Thanks to a scheme planned and paid for in large part by U.S. taxpayers--145
million Russians received vouchers for shares in some 15,000 large state
enterprises. But before long, it all started to go bad--really bad.
Privatization began with the vouchers--but who would get the factories and
mines was more often than not understood long beforehand. In many regions, the
so-called Red Directors would retain the controlling stakes in their old
enterprises. No one bothered to explain the need for direct foreign investment
and transparency and efficiency and so forth. Taxes started to go uncollected,
regional budgets broke down, profits flowed off-shore and barter began to
spread like a cancer.
- Only in 1994 did the then-prime minister, Viktor Chernomyrdin, understand
that printing money was not the right answer. This brought Gaidar's infamous
quip on the end of "the most expensive education in history."

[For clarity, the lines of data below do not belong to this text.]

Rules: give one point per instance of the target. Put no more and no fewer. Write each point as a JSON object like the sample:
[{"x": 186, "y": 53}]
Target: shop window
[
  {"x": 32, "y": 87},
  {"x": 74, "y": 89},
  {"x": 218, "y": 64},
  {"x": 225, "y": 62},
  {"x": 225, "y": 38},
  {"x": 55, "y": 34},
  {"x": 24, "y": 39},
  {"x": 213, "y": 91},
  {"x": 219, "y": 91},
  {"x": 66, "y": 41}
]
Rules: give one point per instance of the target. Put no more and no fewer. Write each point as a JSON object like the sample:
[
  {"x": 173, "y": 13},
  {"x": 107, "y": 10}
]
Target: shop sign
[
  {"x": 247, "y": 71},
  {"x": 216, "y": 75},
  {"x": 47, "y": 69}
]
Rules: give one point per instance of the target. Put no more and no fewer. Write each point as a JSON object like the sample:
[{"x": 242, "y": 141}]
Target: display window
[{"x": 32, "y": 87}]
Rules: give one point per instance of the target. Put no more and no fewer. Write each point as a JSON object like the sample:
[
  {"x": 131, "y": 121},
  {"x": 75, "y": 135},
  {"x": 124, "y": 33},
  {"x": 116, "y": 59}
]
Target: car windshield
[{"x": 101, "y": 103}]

1995 and 1996: The reign of Chubais-shchina. Chubais in short order became the
darling of D.C. The WH, Treasury, State Dept seemed to back him from the
get-go. Why? A number of good reasons. But in short: Chubais got things done.

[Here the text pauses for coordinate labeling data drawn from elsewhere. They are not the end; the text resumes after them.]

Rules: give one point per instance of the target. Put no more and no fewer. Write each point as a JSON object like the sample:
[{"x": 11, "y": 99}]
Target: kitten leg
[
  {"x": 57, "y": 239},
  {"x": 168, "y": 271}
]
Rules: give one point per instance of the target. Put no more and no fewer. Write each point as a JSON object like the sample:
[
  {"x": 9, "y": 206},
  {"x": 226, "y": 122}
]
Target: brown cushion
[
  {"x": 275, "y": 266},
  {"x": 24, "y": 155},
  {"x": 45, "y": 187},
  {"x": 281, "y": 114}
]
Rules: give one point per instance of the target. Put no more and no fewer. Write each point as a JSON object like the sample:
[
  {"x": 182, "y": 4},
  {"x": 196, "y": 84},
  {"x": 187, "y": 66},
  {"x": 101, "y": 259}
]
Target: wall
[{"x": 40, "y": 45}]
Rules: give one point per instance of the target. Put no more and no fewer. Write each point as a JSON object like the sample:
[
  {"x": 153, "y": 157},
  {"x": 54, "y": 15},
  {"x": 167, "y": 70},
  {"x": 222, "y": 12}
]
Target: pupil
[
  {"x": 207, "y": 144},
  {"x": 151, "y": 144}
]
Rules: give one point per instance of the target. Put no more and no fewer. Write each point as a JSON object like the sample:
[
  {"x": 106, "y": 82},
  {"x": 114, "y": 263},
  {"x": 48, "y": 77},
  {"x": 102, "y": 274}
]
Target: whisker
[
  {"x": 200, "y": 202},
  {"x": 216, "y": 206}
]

By 1995, everyone knew that if you had to get something done, some document
signed etc--see Chubais. Moreover, he looked like a Westerner--tall, wore good
European suits, carried his own laptop, etc. Russians may not have trusted
him, but Western diplomats and businessmen sure did.

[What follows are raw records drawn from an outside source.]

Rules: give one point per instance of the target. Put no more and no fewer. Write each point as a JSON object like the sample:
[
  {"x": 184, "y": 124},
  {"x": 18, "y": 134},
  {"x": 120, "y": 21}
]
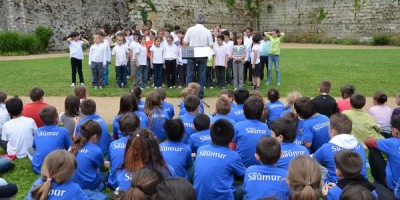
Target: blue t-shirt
[
  {"x": 391, "y": 147},
  {"x": 199, "y": 139},
  {"x": 262, "y": 181},
  {"x": 105, "y": 138},
  {"x": 177, "y": 155},
  {"x": 169, "y": 108},
  {"x": 325, "y": 156},
  {"x": 157, "y": 125},
  {"x": 66, "y": 191},
  {"x": 47, "y": 139},
  {"x": 274, "y": 110},
  {"x": 247, "y": 134},
  {"x": 237, "y": 113},
  {"x": 215, "y": 168},
  {"x": 116, "y": 157},
  {"x": 289, "y": 152},
  {"x": 144, "y": 120},
  {"x": 89, "y": 159},
  {"x": 316, "y": 130}
]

- Under Chubais, two dark currents ran strong and deep: the sell-off of state
industries and the development of "authorized banks"--banks, or rather
financial vehicles, that were given carte blanche with budgetary funds--for
financing state enterprises, arms production, taxes, you name it--they got
The auctions, simply put, were imperfect. (We can do detail on this, if need
be.) A series of privatization "auctions"--whose results were determined
beforehandówere held by the GKI. (There are books out on this phase, but
in essence, they held the firesale of the century. ) The engines of Soviet
industry --oil companies, metals plants, utilities-- were sold for a song. Russia is among
the world's richest countries in terms of natural resources--(The Natural
Resources Minister, Viktor Orlov, can run down the list of gold, nickel,
silver, timber, oil and of course natural gas--one-third of the world's
reserves--for you.). And in short order, the riches were exported by the
shipload east and west.
Ever wonder how Estonia, a country that produces no aluminum,
became one of the world's top aluminum exporters? This was the market's main
cancer: theft. The greed that motivated it (and still does) was impressive.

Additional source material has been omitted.